L’époque où les Harley Davidson se vendaient comme des petits pains semble être définitivement révolue. La Motor Compagny avait tiré la sonnette d’alarme dès la fin 2016 : « l’année 2017 sera difficile ».

Des chiffres au premier semestre désastreux

Un chiffre résumera assez bien « l’état de santé » du constructeur américain : la valeur en bourse de la société a dévissé de 20 % durant le dernier trimestre.

Le chiffre d’affaire (3,337 milliards de dollars) a baissé aux USA de 9,3 % au second trimestre 2017 et de 6,3 % au niveau mondial sur la même période.

Au niveau des ventes, elle recule de 7,9 % sur le marché domestique où la MoCo ne représente plus que 48,5 % des immatriculations de motos de plus de 601 cc contre 49,5 % en 2016.

Au premier trimestre 2017, HD a enregistré une baisse de ses ventes de 4,2 % par rapport à 2016 soit une production de 55 049 motos.
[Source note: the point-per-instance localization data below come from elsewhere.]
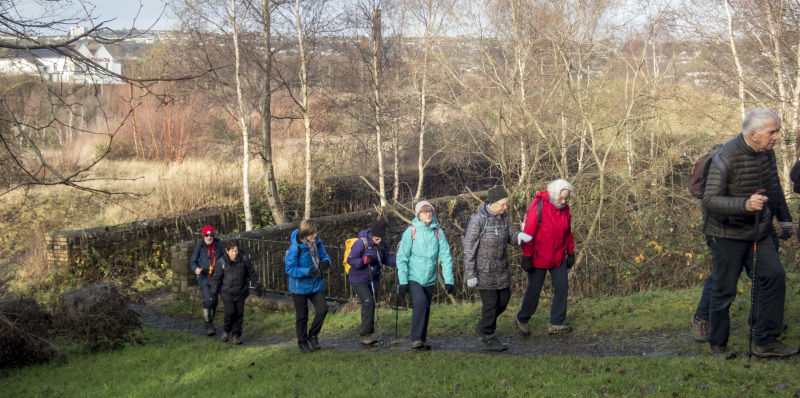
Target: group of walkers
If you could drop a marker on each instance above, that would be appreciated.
(546, 240)
(742, 194)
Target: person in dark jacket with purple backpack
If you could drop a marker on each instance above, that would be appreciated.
(367, 254)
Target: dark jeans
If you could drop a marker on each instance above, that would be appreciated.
(493, 303)
(729, 256)
(234, 315)
(530, 300)
(421, 296)
(364, 293)
(705, 296)
(301, 314)
(208, 301)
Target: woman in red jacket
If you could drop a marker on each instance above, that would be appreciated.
(553, 249)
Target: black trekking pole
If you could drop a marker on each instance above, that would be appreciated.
(754, 286)
(375, 301)
(191, 312)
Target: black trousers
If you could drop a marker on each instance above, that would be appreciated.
(364, 293)
(234, 316)
(421, 296)
(301, 314)
(530, 300)
(729, 257)
(493, 303)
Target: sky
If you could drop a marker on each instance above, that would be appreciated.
(122, 13)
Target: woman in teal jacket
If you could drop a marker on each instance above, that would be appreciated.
(305, 262)
(423, 243)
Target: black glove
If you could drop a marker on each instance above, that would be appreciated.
(527, 264)
(570, 260)
(324, 265)
(402, 289)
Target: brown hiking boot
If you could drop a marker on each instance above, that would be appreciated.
(699, 329)
(775, 350)
(558, 329)
(522, 327)
(368, 340)
(479, 331)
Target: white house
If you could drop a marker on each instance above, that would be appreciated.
(55, 67)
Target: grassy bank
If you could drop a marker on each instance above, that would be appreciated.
(176, 365)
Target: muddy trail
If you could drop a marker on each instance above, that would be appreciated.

Actuellement, les ventes au premier semestre ont baissé de 6 à 8 % par rapport à l’année précédente.

Les ventes pourraient chuter de 10 à 20 % au troisième trimestre.

A l’export, la baisse n’est que de 2,3 % pour le second trimestre et demeure quasiment stable dans l’union européenne.

Harley Davidson revoit donc ses objectifs en forte baisse : En début d’année, le constructeur de Milwaukee tablait sur 246 000 ventes pour 2017 alors que 262 221 motos avaient trouvées preneur en 2016.

Désormais, Milwaukee espère livrer 241 000 motos fin 2017Pour mémoire, rappelons qu’il y a une décennie, la marque au Bar And Shield construisait 350 000 motos par an !

Harley Davidson devrait faire appel au chômage technique et mettre en sommeil certaines lignes de production au second semestre 2017.

Le PDG de Harley Davidson, Matt Levatich, face à ces très mauvais chiffres a établi une stratégie sur 10 ans autour de 5 axes centraux afin de faire redécoller l’entreprise :

– Amener 2 millions de jeunes américains à pratiquer la moto.

– Monter le pourcentage des exportations à hauteur de 50 %.

– Lancer 100 réelles nouveautés comme c’est déjà le cas avec la Road King Special et la Street Road. Le PDG annonce que de nombreux modèles seront proposés sous la barre des 11 000 $ (10 000 €).

– Augmentation de la production tout en étant éco-responsable.

– assurer pour les détenteurs de titre de bons dividendes.

Les raisons de cette crise

Les analystes financiers expliquent le dérapage des ventes de de Harley Davidson par le fait que la nouvelle génération dite « génération Y » (né entre 1980 et l’an 2000) pratique moins la moto que ses ainés (baby boomers et génération X).

De plus, le constructeur souffre du fait que de nombreux baby boomers arrêtent définitivement la moto et font gonfler mécaniquement le parc des occasions en revendant leur V-Twin.

Quant à la génération Y, elle a d’autres centres d’intérêts que ses ainés mais surtout des revenus biens moindres.

Une partie de la jeunesse des pays occidentaux n’a plu les moyens de dépenser 15 000 € ou plus dans une moto.

Et, c’est là que l’on peut comprendre tout l’intérêt de la démarche entreprise par Milwaukee en lançant la Street 750, « véritable Harley Davidson du peuple », qui est une machine qui pourrait permettre au constructeur de perdurer dans le temps.